TV host Gerald Tan examines his obsession with croissants

“One bite was all it took”

TV host Gerald Tan examines his obsession with croissants

Illustration: Mitch Blunt

I can remember with almost down-to-the-minute accuracy when my love affair with croissants began. Much less certain is why those heavenly pastries decided to wage a war against me.  

On my first trip to Paris during the pre-Euro, pre-Google Maps era, a morning amble took me past a boulangerie somewhere along Rue Cambronne. A teenager with a meager budget and mammoth appetite, I looked for the biggest, cheapest item on the shelves. The most appealing candidate clocked in at just five francs (roughly 80 cents back in the day). It was a glistening, voluptuous crescent exhaling the essence of butter and spring meadows.  

One bite was all it took. Soft steam escaped the cave-like interiors and scaly crumbs drizzled down my scarf. With my fingers coated in grease, I knew I could never contemplate frozen supermarket croissant dough again.

Fast forward a decade: I had become a prolific home baker, undaunted by wedding cakes for 120 guests.
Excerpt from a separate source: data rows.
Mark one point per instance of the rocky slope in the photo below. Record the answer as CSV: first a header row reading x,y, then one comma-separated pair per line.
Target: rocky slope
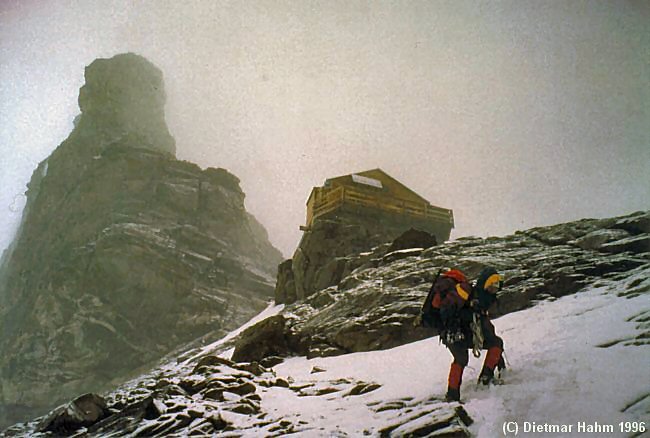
x,y
373,307
202,392
124,253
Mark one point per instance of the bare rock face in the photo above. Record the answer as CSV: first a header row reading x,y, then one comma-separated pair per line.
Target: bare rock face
x,y
125,95
331,249
124,253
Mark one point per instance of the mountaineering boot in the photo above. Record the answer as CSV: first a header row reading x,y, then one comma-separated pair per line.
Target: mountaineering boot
x,y
486,376
455,379
453,394
492,360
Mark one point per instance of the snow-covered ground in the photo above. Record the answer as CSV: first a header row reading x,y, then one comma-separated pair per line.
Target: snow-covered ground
x,y
571,363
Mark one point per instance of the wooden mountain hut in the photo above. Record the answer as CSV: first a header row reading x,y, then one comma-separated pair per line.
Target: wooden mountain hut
x,y
375,196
Yet there was a baked good I was too afraid to attempt: puff pastry. A flash of inspiration one day spurred me to confront this phobia. Naturally, the croissant, which develops its fluffiness through fermentation and derives its flakiness from alternating layers of butter trapped in pastry, seemed the ideal challenge. 

I pored over a dozen recipes, internalizing the optimal temperatures of water and air vital to help yeast grow. I watched online videos to mimic the art of sealing butter in dough and pounding them with a rolling pin. 

I thought I was ready.

Day 1: I killed the yeast, and the dough never did rise; they turned out flat like pancakes with the dense consistency of bagels.

Day 2: The butter leaked out of my flimsy borders, resulting in dried-out bricks.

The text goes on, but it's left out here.